Great Lake States Take Invasive Species Action

boating ramp

boating ramp

MADISON – Wisconsin, Michigan and Minnesota share many of the same boaters and anglers – now they’re sharing the same message to help protect their iconic waters from aquatic invasive species such as Eurasian water-milfoil, zebra mussels and spiny water fleas.

The states are teaming up on a new public service campaign to help carry a consistent message encouraging boaters and anglers to take steps to avoid accidentally spreading zebra mussels, spiny water fleas and other invasive aquatic species when they travel among states.

“We share a common goal of stopping aquatic hitchhikers to keep our Great Lakes and our inland waters healthy,” says Department of Natural Resources Secretary Cathy Stepp.

“By pooling our resources we can help reach more people with an important reminder as they travel back and forth.” Minnesota Department of Natural Resources Commissioner Tom Landwehr says the Minnesota DNR “welcomes every opportunity to work with other states on AIS prevention measures and this multi-state production is a fitting example. It offers a consistent message and a coordinated approach to effectively address the tough issue of AIS.”
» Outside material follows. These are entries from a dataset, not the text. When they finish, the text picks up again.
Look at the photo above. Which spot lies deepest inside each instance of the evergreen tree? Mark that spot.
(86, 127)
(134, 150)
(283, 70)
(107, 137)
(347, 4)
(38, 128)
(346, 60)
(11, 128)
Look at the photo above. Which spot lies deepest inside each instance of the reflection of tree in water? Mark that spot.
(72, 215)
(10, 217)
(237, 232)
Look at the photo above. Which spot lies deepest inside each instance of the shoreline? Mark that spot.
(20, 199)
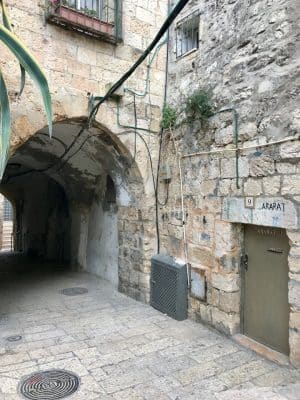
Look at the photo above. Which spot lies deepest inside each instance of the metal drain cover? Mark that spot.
(49, 385)
(14, 338)
(74, 291)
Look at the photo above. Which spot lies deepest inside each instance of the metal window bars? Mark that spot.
(97, 18)
(187, 34)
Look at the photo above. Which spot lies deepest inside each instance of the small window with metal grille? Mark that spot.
(187, 34)
(97, 18)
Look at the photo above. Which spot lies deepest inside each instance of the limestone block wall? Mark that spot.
(248, 60)
(1, 218)
(77, 67)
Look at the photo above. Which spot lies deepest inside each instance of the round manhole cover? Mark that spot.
(49, 385)
(14, 338)
(74, 291)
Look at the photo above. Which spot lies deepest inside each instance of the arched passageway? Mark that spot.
(73, 194)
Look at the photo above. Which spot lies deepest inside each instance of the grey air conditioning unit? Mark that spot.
(169, 291)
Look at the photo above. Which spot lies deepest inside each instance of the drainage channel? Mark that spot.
(49, 385)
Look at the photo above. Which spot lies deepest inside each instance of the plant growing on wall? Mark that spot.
(28, 65)
(199, 105)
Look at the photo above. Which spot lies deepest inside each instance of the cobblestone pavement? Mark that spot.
(122, 349)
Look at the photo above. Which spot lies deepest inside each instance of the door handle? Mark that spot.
(276, 251)
(244, 261)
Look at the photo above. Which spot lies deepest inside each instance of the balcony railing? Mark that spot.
(97, 18)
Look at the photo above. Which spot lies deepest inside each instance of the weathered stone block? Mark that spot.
(224, 322)
(271, 185)
(294, 340)
(226, 238)
(228, 167)
(290, 151)
(294, 238)
(227, 283)
(230, 302)
(291, 184)
(201, 255)
(262, 166)
(295, 319)
(253, 187)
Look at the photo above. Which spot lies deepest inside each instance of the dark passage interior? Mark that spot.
(66, 207)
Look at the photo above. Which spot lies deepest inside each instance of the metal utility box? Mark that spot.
(169, 291)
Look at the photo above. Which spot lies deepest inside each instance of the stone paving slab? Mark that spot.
(125, 350)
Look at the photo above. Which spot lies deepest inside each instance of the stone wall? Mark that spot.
(248, 60)
(78, 66)
(1, 218)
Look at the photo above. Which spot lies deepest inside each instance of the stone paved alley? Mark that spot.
(122, 349)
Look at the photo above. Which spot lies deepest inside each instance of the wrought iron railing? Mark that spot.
(97, 18)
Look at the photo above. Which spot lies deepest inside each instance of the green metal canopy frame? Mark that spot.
(28, 64)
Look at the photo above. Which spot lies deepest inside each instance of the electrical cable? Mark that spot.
(135, 125)
(171, 17)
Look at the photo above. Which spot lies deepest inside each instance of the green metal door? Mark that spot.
(265, 286)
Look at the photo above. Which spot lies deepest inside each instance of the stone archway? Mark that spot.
(101, 189)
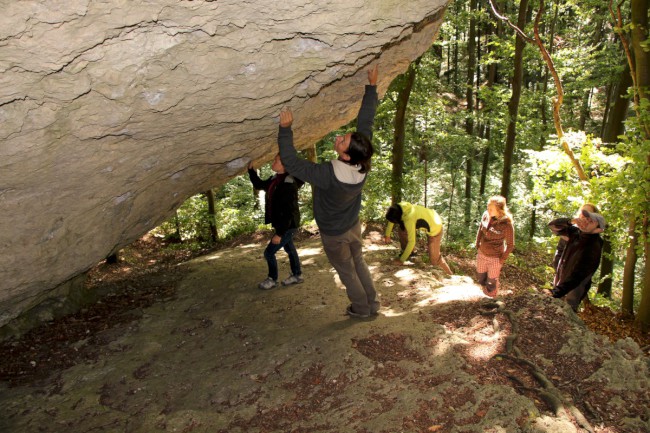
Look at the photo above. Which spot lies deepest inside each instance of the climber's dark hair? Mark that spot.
(394, 215)
(360, 151)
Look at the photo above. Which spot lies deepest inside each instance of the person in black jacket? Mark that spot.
(578, 259)
(281, 210)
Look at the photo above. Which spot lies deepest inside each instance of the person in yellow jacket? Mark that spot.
(410, 218)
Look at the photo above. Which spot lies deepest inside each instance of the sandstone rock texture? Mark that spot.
(113, 113)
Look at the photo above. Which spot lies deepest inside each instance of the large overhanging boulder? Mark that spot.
(113, 113)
Michigan Department of Environmental Quality Director Dan Wyant invites partner organizations and individuals to share the video to spread awareness. “We encourage boaters to take action by cleaning equipment to prevent the spread of invasive species in our states.” Wisconsin and other Great Lakes states have been increasingly trying to work across the region to meet the challenges of invasive species, nonnative species that can cause environmental or economic harm or harm to human health. Outreach was fertile ground for such cooperation, says Bob Wakeman, who coordinates aquatic invasive species efforts for the Wisconsin Department of Natural Resources and who had the idea for the tri-state public service message.

“With the help of our partners and on-site recruiting, we were able to capture a wide diversity of people who enjoy our waters,” Wakeman says. “We think it’s one of the strengths of the video: seeing and hearing average Wisconsinites, Minnesotans and Michiganders on why they love their waters and why it’s important to protect them.”

Marjorie Casey, Minnesota DNR aquatic invasive species information officer, says the multi-state public service announcement “is a good reminder for everyone to read and understand local AIS laws wherever they travel. “The prevention requirements are slightly different across the three states, and the AIS laws for each state are available online.”